Ole Maaløes Vej 5, 2200 København N.
Primary fields of research
Chromatin Architecture, Structural Variants, Cancer Genomics, Visualization, Bioinformatics
Cancer is caused by the accumulation of genomic structural variants (SVs), such as deletions and translocations, that cause uncontrolled cell growth, and accumulation of SVs are associated with aggressive cancers. SVs can affect up to hundreds of genes and can be used as robust biomarkers for earlier diagnosis and more precise prognosis. However, we have only rudimentary knowledge of why certain regions are more prone to form SVs, and how SVs affect gene regulation, such as activation of oncogenes. A better understanding of the causes and consequences of SVs has therefore important implications for improving diagnosis and treatment.

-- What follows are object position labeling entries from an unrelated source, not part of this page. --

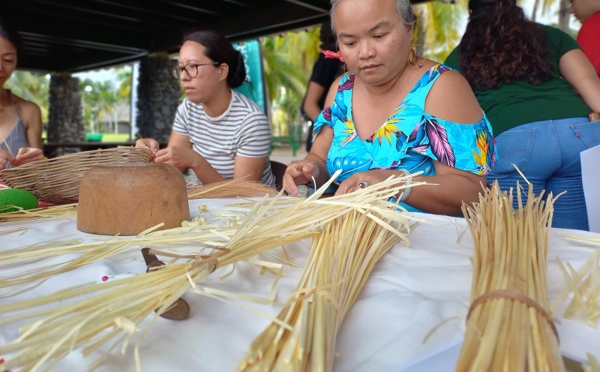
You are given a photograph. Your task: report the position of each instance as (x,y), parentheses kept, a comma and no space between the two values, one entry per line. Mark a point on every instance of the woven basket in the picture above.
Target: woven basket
(57,180)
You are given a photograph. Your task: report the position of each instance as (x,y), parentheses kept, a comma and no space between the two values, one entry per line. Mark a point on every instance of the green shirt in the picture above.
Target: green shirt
(518,102)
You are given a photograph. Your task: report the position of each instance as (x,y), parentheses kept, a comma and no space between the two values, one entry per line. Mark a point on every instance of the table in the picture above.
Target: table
(411,291)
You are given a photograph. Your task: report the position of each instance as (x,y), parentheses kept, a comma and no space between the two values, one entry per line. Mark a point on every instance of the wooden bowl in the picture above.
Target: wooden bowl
(127,199)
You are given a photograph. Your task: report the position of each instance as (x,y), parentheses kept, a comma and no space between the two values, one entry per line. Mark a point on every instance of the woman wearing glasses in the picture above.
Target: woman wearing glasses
(218,133)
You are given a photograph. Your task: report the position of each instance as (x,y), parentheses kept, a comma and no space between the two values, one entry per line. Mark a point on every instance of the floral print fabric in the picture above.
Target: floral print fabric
(409,139)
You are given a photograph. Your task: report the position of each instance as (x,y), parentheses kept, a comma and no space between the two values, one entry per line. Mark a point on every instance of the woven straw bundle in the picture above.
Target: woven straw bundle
(57,180)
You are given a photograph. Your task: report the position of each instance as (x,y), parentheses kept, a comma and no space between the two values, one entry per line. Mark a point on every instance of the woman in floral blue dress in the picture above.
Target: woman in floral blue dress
(395,113)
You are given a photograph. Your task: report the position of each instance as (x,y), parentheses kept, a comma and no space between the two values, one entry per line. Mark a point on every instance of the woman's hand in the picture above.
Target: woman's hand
(178,156)
(150,144)
(299,172)
(4,159)
(370,177)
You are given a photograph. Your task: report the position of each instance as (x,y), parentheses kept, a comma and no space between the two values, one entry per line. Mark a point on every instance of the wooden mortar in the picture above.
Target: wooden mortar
(127,199)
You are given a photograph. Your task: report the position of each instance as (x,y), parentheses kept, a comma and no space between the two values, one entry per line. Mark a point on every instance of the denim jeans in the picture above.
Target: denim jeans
(547,152)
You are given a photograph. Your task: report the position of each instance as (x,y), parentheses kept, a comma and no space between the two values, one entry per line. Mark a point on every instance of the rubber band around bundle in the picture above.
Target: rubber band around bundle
(516,296)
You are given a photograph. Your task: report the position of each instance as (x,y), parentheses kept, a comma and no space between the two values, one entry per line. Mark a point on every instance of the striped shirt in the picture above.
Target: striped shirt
(243,129)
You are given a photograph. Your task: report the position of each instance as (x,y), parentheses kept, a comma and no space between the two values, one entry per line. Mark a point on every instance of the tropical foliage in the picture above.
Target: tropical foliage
(288,60)
(105,102)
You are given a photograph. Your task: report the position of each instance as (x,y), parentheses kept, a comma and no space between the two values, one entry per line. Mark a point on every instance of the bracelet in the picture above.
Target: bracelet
(408,182)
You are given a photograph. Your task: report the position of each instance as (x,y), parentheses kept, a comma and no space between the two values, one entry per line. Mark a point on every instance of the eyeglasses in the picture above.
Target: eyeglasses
(191,69)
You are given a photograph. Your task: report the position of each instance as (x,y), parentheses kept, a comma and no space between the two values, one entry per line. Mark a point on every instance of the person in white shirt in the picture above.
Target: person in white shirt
(218,133)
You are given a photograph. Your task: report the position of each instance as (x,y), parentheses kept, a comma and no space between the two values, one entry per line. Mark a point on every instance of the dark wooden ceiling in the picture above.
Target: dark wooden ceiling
(79,35)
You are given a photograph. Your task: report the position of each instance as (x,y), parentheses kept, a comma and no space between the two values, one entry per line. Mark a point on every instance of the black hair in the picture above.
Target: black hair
(327,37)
(501,45)
(219,49)
(8,32)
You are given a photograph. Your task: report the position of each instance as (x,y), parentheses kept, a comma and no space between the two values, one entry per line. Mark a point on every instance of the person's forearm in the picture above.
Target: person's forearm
(591,93)
(323,176)
(312,111)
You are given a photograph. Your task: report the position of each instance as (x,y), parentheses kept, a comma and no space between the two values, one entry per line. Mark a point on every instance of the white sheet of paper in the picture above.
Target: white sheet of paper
(591,190)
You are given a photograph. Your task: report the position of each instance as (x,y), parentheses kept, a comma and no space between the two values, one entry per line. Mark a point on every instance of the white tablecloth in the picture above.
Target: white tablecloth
(411,290)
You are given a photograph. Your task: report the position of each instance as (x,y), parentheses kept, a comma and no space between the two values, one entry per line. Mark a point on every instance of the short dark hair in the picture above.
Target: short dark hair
(219,49)
(10,33)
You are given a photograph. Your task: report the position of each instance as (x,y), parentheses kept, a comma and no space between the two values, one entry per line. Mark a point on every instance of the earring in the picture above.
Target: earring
(412,57)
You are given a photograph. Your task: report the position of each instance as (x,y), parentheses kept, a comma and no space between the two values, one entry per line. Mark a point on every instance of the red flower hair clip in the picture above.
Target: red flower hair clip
(331,54)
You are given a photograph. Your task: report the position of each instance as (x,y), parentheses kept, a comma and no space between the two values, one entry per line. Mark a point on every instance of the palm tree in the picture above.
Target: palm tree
(437,29)
(287,63)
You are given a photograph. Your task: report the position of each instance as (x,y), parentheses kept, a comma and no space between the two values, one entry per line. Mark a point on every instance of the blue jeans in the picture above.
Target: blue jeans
(547,152)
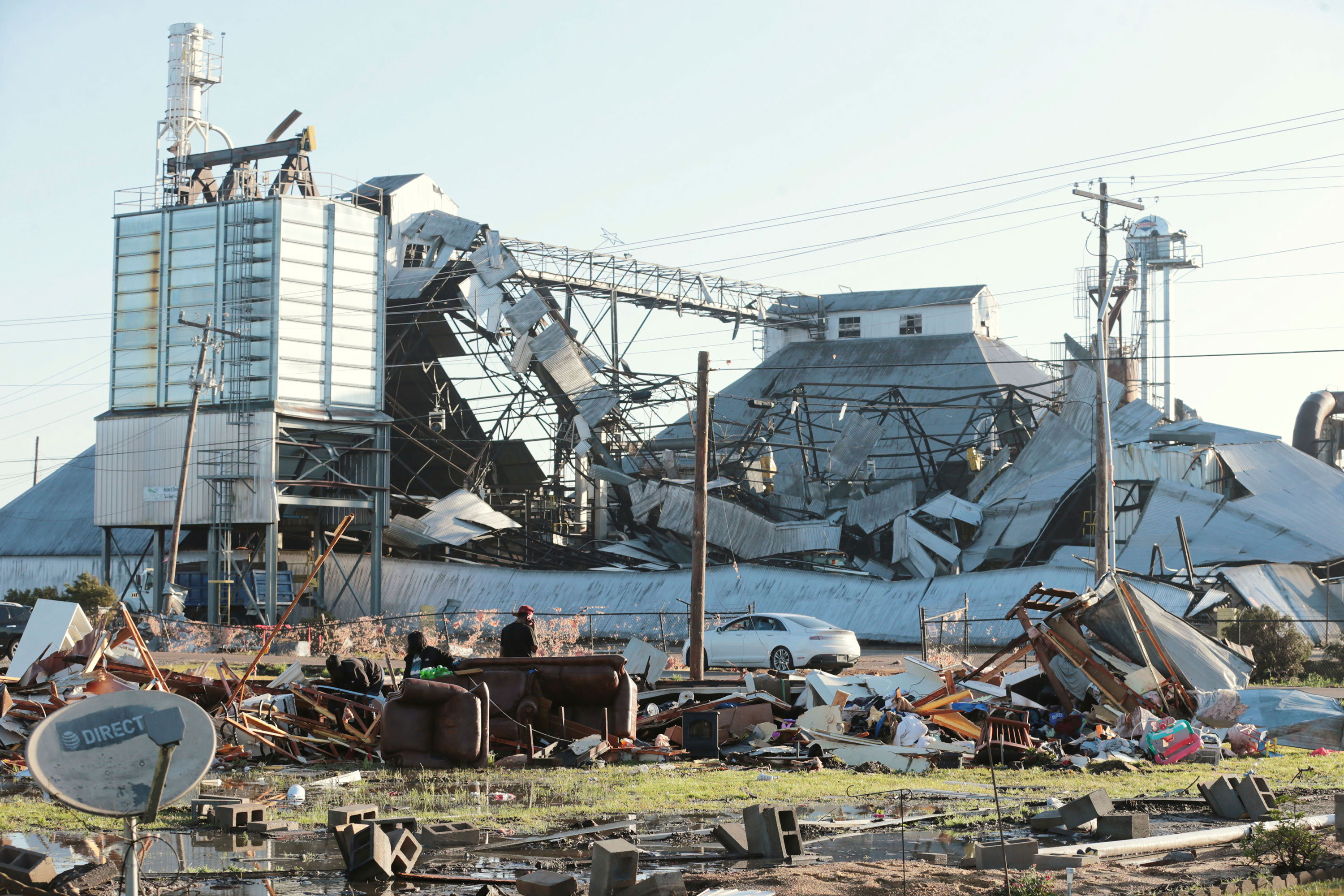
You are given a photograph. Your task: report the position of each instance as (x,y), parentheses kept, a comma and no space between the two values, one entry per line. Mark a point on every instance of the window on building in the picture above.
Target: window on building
(414,256)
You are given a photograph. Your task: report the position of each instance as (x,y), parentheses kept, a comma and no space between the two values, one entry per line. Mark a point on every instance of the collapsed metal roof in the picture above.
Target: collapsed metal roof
(54,517)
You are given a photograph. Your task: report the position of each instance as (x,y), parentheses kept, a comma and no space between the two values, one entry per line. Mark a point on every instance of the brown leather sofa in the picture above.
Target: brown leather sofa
(531,691)
(435,724)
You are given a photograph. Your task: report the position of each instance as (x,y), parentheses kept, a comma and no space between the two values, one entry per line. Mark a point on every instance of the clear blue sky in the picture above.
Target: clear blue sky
(554,121)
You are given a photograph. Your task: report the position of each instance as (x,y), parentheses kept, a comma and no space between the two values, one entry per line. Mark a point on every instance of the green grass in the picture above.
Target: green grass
(681,792)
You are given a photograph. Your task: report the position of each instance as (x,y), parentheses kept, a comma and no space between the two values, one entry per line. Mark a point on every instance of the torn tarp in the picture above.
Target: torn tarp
(1202,663)
(1295,718)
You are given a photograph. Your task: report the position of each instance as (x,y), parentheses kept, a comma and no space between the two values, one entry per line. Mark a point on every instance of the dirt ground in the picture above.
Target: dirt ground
(1211,867)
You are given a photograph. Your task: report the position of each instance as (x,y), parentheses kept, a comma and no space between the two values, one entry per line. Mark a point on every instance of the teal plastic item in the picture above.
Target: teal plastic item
(1183,743)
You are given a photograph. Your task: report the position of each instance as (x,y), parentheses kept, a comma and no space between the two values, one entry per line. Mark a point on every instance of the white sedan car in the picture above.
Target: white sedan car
(780,641)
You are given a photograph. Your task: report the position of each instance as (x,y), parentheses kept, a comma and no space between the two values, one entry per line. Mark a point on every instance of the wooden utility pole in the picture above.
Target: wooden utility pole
(1105,319)
(695,653)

Previous work has shown that genomic proximity can be used to identify where SVs form, but this has not been done on a genome-wide scale, which is what we aim to investigate in this project. We have prepared and generated next-generation sequencing data from a phylogeny of cancer cells with acquired SVs, which provide a unique system to examine the interplay between long-range interactions and SV formation in cancer.
The current project will develop and apply novel next-generation sequencing-based methods to cancer cells to answer the question, why certain regions are more prone to form SVs such as fusion genes. We aim to identify the impact of long-range interactions on SV formation and gene regulation in cancer, with important implications for improving the understanding and utility of clinically relevant SVs.